A medium-trust mode for Special:Import was planned but not yet implemented,
using the uploader's account information and present timestamp, thus visibly
marked as an import with no possibility of past-credential-forging.

I've got an implementation of this hanging around, but I thought I'd better document the main concern with it, which is the "use of present timestamp(s)".

This implies that the imported revisions should all assume the current time, however discussion with Brion led to the conclusion that this caused an undesirable pile-up of revisions all with the current date/time. So some clever decision needs to be made about how to treat this.

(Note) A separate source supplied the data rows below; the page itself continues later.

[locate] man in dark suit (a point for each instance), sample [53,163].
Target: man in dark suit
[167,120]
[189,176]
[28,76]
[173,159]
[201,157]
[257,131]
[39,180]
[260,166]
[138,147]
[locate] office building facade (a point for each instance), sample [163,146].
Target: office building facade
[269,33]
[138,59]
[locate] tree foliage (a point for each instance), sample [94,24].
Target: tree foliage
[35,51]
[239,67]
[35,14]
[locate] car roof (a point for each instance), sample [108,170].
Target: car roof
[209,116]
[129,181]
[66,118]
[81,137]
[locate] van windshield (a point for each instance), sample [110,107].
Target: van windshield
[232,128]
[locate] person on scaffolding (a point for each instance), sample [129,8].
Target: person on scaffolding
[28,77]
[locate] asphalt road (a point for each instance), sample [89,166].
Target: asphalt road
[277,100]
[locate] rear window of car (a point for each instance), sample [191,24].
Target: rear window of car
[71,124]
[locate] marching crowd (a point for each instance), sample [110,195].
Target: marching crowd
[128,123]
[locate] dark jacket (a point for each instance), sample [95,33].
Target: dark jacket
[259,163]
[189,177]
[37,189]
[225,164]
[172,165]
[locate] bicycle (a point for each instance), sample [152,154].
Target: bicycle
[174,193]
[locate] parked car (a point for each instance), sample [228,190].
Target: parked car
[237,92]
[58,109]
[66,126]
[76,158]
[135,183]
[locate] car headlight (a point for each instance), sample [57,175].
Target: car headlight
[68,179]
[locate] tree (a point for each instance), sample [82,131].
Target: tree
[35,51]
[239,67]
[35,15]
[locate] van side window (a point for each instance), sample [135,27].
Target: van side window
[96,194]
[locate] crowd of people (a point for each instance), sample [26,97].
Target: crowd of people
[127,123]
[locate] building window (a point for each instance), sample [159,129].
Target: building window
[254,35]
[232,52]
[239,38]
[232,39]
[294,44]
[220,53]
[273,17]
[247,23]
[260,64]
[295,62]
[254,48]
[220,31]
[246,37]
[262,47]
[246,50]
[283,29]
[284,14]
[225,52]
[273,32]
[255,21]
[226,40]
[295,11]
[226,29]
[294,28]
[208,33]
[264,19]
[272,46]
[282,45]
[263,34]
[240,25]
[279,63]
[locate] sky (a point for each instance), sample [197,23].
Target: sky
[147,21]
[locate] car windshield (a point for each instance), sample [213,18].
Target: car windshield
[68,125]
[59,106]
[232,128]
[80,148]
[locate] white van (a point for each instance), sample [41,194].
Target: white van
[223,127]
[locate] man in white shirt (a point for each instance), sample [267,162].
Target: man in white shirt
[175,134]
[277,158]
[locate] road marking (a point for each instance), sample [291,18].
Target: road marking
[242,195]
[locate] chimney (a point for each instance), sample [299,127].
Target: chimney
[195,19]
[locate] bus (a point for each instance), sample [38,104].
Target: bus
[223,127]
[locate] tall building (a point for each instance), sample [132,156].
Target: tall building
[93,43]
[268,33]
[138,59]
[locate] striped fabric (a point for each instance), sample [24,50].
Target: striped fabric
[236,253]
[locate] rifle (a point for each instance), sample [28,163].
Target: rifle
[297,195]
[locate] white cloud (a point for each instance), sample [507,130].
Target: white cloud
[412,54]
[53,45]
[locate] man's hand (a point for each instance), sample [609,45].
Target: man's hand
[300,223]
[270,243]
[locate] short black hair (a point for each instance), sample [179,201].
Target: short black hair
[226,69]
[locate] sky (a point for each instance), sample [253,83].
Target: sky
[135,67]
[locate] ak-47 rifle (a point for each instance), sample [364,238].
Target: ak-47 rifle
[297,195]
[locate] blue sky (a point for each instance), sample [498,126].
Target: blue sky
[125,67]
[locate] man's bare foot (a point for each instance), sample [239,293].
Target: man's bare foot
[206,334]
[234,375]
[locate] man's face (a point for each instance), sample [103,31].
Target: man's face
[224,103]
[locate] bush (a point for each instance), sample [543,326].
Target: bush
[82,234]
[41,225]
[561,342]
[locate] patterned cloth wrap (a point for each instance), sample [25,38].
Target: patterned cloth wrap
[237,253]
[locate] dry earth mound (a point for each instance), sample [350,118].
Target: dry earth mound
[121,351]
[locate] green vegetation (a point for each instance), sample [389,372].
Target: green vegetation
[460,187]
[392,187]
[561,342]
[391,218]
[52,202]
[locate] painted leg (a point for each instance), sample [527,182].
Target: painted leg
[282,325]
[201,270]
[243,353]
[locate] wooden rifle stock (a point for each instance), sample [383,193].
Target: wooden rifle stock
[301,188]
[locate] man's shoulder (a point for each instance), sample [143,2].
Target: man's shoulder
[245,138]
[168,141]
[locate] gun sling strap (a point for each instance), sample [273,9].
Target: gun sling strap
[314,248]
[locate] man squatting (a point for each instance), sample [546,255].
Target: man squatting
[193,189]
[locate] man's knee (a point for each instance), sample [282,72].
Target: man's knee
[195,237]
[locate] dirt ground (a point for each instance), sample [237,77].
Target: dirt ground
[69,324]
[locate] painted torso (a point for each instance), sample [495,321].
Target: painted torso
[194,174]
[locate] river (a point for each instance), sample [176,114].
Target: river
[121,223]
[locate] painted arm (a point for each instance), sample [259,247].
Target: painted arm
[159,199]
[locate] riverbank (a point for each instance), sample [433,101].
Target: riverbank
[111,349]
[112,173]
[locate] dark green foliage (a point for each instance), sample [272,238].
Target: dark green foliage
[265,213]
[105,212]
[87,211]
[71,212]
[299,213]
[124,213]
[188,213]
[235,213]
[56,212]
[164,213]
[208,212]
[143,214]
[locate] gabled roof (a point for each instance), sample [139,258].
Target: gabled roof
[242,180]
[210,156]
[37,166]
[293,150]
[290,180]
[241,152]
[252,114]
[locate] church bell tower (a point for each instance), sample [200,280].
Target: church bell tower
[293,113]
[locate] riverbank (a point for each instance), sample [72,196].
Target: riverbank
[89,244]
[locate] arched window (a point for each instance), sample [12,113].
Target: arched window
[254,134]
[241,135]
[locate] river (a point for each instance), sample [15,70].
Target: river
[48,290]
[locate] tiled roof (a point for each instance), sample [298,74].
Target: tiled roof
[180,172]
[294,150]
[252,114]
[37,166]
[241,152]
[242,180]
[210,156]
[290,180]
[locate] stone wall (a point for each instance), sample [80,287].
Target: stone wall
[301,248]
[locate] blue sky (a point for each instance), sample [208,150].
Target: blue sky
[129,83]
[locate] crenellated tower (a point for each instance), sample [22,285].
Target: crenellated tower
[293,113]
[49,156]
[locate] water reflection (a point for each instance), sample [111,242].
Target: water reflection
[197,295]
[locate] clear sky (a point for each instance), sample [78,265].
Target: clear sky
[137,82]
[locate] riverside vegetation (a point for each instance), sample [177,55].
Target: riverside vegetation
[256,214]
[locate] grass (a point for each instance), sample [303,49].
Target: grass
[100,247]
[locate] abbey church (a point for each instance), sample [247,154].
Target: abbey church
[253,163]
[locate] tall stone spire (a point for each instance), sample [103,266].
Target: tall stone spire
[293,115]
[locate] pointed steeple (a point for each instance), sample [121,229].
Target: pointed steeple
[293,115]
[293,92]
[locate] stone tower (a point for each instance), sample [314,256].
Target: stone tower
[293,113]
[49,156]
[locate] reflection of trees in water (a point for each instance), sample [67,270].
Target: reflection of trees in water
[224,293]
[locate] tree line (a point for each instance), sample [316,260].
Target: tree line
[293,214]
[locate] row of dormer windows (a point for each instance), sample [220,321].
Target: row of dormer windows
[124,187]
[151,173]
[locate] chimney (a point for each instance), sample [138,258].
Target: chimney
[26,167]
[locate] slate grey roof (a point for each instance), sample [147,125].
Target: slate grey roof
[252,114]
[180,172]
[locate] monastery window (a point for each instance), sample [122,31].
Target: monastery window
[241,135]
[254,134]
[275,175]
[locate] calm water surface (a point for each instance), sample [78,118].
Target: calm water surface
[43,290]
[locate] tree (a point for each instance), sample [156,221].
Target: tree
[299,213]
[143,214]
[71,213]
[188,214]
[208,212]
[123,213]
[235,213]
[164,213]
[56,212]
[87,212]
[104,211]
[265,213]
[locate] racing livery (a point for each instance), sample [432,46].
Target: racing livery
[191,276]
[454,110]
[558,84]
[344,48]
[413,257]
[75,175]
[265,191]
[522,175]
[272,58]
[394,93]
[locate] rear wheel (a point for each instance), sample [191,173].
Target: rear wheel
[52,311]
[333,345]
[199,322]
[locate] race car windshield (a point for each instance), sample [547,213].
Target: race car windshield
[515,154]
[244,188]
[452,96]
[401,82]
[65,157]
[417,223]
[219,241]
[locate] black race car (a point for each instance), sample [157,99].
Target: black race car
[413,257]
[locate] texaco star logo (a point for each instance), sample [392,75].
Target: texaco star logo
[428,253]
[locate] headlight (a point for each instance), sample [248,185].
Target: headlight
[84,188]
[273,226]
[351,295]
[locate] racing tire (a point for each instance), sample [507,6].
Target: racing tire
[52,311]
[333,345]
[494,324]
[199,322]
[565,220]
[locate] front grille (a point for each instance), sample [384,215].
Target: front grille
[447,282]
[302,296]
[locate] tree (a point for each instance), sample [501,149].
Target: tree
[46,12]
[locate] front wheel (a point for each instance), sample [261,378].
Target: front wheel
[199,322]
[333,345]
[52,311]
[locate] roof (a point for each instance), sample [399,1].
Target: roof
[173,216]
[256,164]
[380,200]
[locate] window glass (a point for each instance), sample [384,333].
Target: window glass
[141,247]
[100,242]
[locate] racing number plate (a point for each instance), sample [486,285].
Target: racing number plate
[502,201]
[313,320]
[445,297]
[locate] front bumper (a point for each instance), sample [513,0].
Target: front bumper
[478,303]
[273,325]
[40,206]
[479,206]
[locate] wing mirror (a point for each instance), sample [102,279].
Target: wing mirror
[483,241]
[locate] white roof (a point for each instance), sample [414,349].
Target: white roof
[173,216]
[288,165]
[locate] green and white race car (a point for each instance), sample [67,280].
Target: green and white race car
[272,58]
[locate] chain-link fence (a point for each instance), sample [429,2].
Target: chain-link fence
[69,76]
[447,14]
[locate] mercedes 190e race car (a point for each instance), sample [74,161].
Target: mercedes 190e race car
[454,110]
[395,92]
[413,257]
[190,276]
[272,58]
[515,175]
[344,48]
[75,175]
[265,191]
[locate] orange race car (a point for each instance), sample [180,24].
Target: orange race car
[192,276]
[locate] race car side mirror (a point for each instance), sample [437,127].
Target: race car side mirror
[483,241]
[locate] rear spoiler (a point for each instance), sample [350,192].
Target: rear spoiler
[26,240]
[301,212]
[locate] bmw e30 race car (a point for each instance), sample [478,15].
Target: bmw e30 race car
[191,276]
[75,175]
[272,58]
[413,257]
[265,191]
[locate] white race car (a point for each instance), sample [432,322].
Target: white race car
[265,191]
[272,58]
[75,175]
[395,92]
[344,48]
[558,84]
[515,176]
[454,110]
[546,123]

I'll dig up the actual patch file and attach it to this bug.

clamengh wrote:

Hello, thank you!
Provided it's technically feasible, I propose the following:
During each import session

  1. The file with multiple uploads is acquired by the server and put in some kind of "buffer"
  2. The articles are created, say, at a time interval of 1 minute each one from the following.

Best regards,
Claudi

robchur wrote:

(In reply to comment #26)

Provided it's technically feasible, I propose the following:

It's not particularly, no.

  1. The articles are created, say, at a time interval of 1 minute each one from

the following.

What happens if someone edits the page in between? If we accept the request, how do we notify the uploading user of the problem? This could theoretically lead to a denial of service vector, whereby somebody uploads a multiple-revision file which then effectively blocks editing of a page for a period of time due to pending revisions.

I don't like the idea of delaying anything at all; we should probably think of some clever way of merging multiple revisions together.

clamengh wrote:

Hello, thank you.
So far, I cannot imagine anything else. I'll go on thinking. Perhaps, if the trouble is about the pile-up of revisions all with the current date/time, we could provide the following:

  1. the first article should be dated at current date/time;
  2. the second at 1 minute before

...
n) the n-th at (n-1) minutes before

etc.
The main concern with this is that it wouldn't be -strictly speaking- true. Yet it would be "almost" true and the articles could be immediately edited by everybody. Also, "minutes" could be replaced by "seconds", and this fact could be automatically made explicit by an edit comment like "this article has been predated of X minutes/seconds due to technical reasons."
Thank you.
Bye,
Claudi

importupload has existed for a while; open new bugs if you have issues with it.